Location: Darnashtra, South Waziristan
References: Dawn, Associated Press, PakWatan, Express Tribune , IRNA, The Nation, BBC, PTI, Reuters, The NewsFrontier Post, Dawn, The NewsThe News, Bureau

Ob267 – March 13 2012
♦ 6-7 reported killed
♦ 3 injured
A strike was reported on another vehicle some hours later in the borderlands of North and South Waziristan, killing up to seven people. According to the Frontier Post ‘locals of the area said that a double cabin pick up was hit by missiles from drone planes which killed seven people burning down the pick-up to ashes. It was not known who were the killed ones.’ The News reported that the men were also part of Maulvi Nazir’s Taliban group.

Location: Shawal, South Waziristan
References: Express Tribune , Reuters, The News, Frontier Post, The News, Bureau

Ob268 – March 30 2012
♦ 3-4 reported killed
♦ 1-3 injured
A house in the market area of Miranshah town was destroyed in a 3am attack, killing up to four alleged militants.
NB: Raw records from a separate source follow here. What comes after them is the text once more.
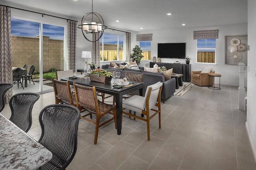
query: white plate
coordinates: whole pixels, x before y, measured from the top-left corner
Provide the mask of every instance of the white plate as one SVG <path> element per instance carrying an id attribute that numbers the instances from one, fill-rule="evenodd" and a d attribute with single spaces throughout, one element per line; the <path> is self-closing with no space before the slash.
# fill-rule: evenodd
<path id="1" fill-rule="evenodd" d="M 81 78 L 81 77 L 85 77 L 85 74 L 79 74 L 76 76 L 76 77 L 78 77 L 78 78 Z"/>
<path id="2" fill-rule="evenodd" d="M 117 83 L 117 84 L 121 86 L 127 86 L 129 85 L 129 82 L 125 82 L 123 83 Z"/>

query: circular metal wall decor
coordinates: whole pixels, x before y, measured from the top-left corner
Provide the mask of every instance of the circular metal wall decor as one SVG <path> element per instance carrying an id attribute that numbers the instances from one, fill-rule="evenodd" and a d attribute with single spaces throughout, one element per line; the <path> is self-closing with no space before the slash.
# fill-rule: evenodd
<path id="1" fill-rule="evenodd" d="M 238 45 L 241 43 L 241 41 L 239 39 L 234 38 L 231 39 L 230 41 L 230 44 L 232 45 Z"/>
<path id="2" fill-rule="evenodd" d="M 230 60 L 234 63 L 238 63 L 243 59 L 243 56 L 239 52 L 236 52 L 228 54 Z"/>
<path id="3" fill-rule="evenodd" d="M 244 43 L 241 43 L 237 46 L 237 51 L 240 53 L 245 52 L 247 50 L 247 45 Z"/>
<path id="4" fill-rule="evenodd" d="M 237 47 L 235 45 L 230 45 L 228 47 L 228 50 L 230 53 L 234 53 L 237 51 Z"/>

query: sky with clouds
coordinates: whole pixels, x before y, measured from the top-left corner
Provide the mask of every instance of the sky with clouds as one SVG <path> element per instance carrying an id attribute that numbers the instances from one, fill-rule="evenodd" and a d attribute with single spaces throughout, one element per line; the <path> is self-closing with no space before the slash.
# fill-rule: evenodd
<path id="1" fill-rule="evenodd" d="M 39 35 L 40 23 L 17 19 L 11 19 L 12 35 L 36 37 Z M 50 39 L 64 40 L 64 27 L 43 24 L 43 35 Z"/>

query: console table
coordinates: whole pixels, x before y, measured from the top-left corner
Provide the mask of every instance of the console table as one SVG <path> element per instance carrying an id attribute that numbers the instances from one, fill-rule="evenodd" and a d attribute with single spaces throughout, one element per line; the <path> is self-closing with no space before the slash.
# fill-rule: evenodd
<path id="1" fill-rule="evenodd" d="M 172 72 L 183 74 L 182 80 L 184 82 L 189 82 L 191 79 L 191 64 L 168 63 L 150 63 L 150 67 L 156 64 L 158 66 L 165 66 L 167 70 L 173 68 Z"/>

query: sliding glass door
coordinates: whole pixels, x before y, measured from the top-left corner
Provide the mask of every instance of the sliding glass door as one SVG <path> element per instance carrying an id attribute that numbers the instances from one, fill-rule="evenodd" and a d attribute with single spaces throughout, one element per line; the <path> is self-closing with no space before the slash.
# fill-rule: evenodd
<path id="1" fill-rule="evenodd" d="M 24 90 L 14 85 L 14 94 L 52 91 L 51 78 L 56 70 L 64 70 L 64 27 L 20 18 L 12 18 L 11 22 L 13 66 L 26 64 L 28 74 L 35 67 L 34 82 L 28 80 Z"/>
According to AFP, the CIA strike also sparked a fire in the moneychangers’ market. The blast reportedly destroyed five shops including a bakery, three grocery shops and a telephone kiosk. Eyewitness Yousuf Khan described the attack and aftermath: ‘I was sleeping in my home when a deafening sound woke me up. Fearing that my house has been attacked, I peeped out of my window and saw flames raging from the building facing my house. Two men holding Kalashnikov rifles warned me to go inside. I shut the window and went to sleep.” There were competing claims as to the identity of the victims. AP cited intelligence officials saying that those killed and injured were Uzbeks; Reuters reported that they were local Taliban; and agency AGI claimed they were ‘Arabs.’ MSNBC later aired footage of the aftermath of the attack, showing that it took place in a built-up market area of the town.
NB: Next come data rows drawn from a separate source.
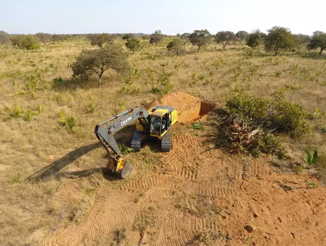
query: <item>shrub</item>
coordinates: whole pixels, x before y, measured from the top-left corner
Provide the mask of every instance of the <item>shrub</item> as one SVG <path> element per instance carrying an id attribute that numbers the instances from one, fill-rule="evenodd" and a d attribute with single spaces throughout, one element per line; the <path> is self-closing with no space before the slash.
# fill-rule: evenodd
<path id="1" fill-rule="evenodd" d="M 195 30 L 190 34 L 189 40 L 193 45 L 198 46 L 198 52 L 199 53 L 200 48 L 211 42 L 211 34 L 207 29 Z"/>
<path id="2" fill-rule="evenodd" d="M 318 152 L 315 150 L 314 153 L 312 153 L 307 151 L 305 153 L 307 154 L 307 158 L 304 159 L 304 162 L 308 167 L 311 168 L 317 162 L 317 159 L 318 157 Z"/>
<path id="3" fill-rule="evenodd" d="M 307 48 L 309 50 L 320 49 L 319 55 L 321 55 L 322 51 L 326 49 L 326 33 L 319 31 L 314 32 L 312 38 L 307 45 Z"/>
<path id="4" fill-rule="evenodd" d="M 233 97 L 226 102 L 216 145 L 230 153 L 249 152 L 287 156 L 281 138 L 272 133 L 297 136 L 310 131 L 302 107 L 282 98 L 273 101 L 257 96 Z"/>
<path id="5" fill-rule="evenodd" d="M 67 127 L 69 130 L 72 132 L 75 132 L 78 126 L 77 119 L 73 116 L 67 117 L 65 114 L 65 110 L 62 109 L 60 112 L 59 121 L 61 122 L 64 126 Z"/>
<path id="6" fill-rule="evenodd" d="M 157 44 L 162 42 L 163 38 L 160 35 L 153 35 L 151 36 L 150 44 Z"/>
<path id="7" fill-rule="evenodd" d="M 279 51 L 288 49 L 293 45 L 293 35 L 289 28 L 275 26 L 267 31 L 268 34 L 264 39 L 267 51 L 274 51 L 277 55 Z"/>
<path id="8" fill-rule="evenodd" d="M 37 38 L 32 35 L 15 35 L 11 37 L 14 46 L 26 50 L 34 50 L 39 47 Z"/>
<path id="9" fill-rule="evenodd" d="M 112 44 L 113 37 L 108 33 L 90 34 L 87 38 L 91 40 L 91 45 L 97 45 L 99 48 L 103 48 L 105 44 Z"/>
<path id="10" fill-rule="evenodd" d="M 9 35 L 6 32 L 0 31 L 0 44 L 9 44 L 10 42 Z"/>
<path id="11" fill-rule="evenodd" d="M 185 53 L 184 42 L 179 38 L 175 38 L 167 46 L 167 49 L 171 52 L 179 55 Z"/>
<path id="12" fill-rule="evenodd" d="M 225 50 L 225 47 L 228 44 L 236 39 L 236 37 L 234 33 L 230 31 L 218 32 L 215 37 L 215 42 L 221 44 L 223 50 Z"/>
<path id="13" fill-rule="evenodd" d="M 129 70 L 129 66 L 121 49 L 111 45 L 103 49 L 83 50 L 72 64 L 72 68 L 74 76 L 82 75 L 85 79 L 92 74 L 97 74 L 99 86 L 104 72 L 112 70 L 124 72 Z"/>
<path id="14" fill-rule="evenodd" d="M 242 43 L 242 40 L 246 39 L 249 34 L 246 31 L 239 31 L 235 34 L 235 36 L 240 39 L 240 45 Z"/>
MSNBC airs footage of the strike

The drone strike came at a highly sensitive time, with a recent Parliamentary Committee on National Security report to Islamabad’s parliament calling for an end to all US drone strikes in Pakistan, and during high-level negotiations between the US and Pakistan on possible new rules, said to include limiting the type of strikes, and informing Pakistan in advance. A senior unnamed US official voiced rare internal criticisms of the US programme telling CNN that the White House was making a serious mistake by putting the options on the table for the Pakistanis to seize.

The big mistake was the administration – I did try to warn them – that once you put it on the table, it will only get worse. Sure enough, once they put it on the table, (Pakistan) grabbed it, and they’ve run with it and now it’s the centerpiece of their negotiations.”

The senior official also voiced criticisms of CIA Director David Petraeus: ‘The director and I have had serious go-rounds about this particular issue before he did it, and he did it anyway. And now I think we’re paying the price.”

Location: Miran Shah, North Waziristan
References: Express Tribune, AFP, Associated Press, Reuters, AIGExpress Tribune, Associated Press, CNN, Associated Press, CNN, MSNBC, The News, Bureau


April 2012

Ob269 – April 29 2012
♦ 3-6 reported killed
♦ 1-3 injured
Despite ongoing negotiations between the US and Pakistan – and a unanimous vote by Pakistan’s parliament to end the drone strikes – the CIA ended a 29-day pause by bombing an ex-girls’ school in Miranshah and killing up to six alleged militants – among them the leader of an Uzbek militant group.  The school was reportedly engulfed in flames. Locals described four drones flying over the town prior to the attack. Pakistan strongly condemned the strike, describing it as ‘in total contravention of international law and established norms of interstate relations.’ At the same time US counter-terrorism chief John Brennan went on American TV to claim that ‘Sometimes you have to take life to save lives.’ Local resident  Haji Niamat Khan told Reuters that more than two dozen militants were living in the school when it was attacked. The location was in the town’s market area – scene of the previous strike in March. Reuters also quoted a Pakistani security official:

We intercepted internal conversation of the militants asking for arranging four coffins for the slain men in the drone attack. We don’t know about their identity and nationality but those living in the girls’ school were mostly Arabs.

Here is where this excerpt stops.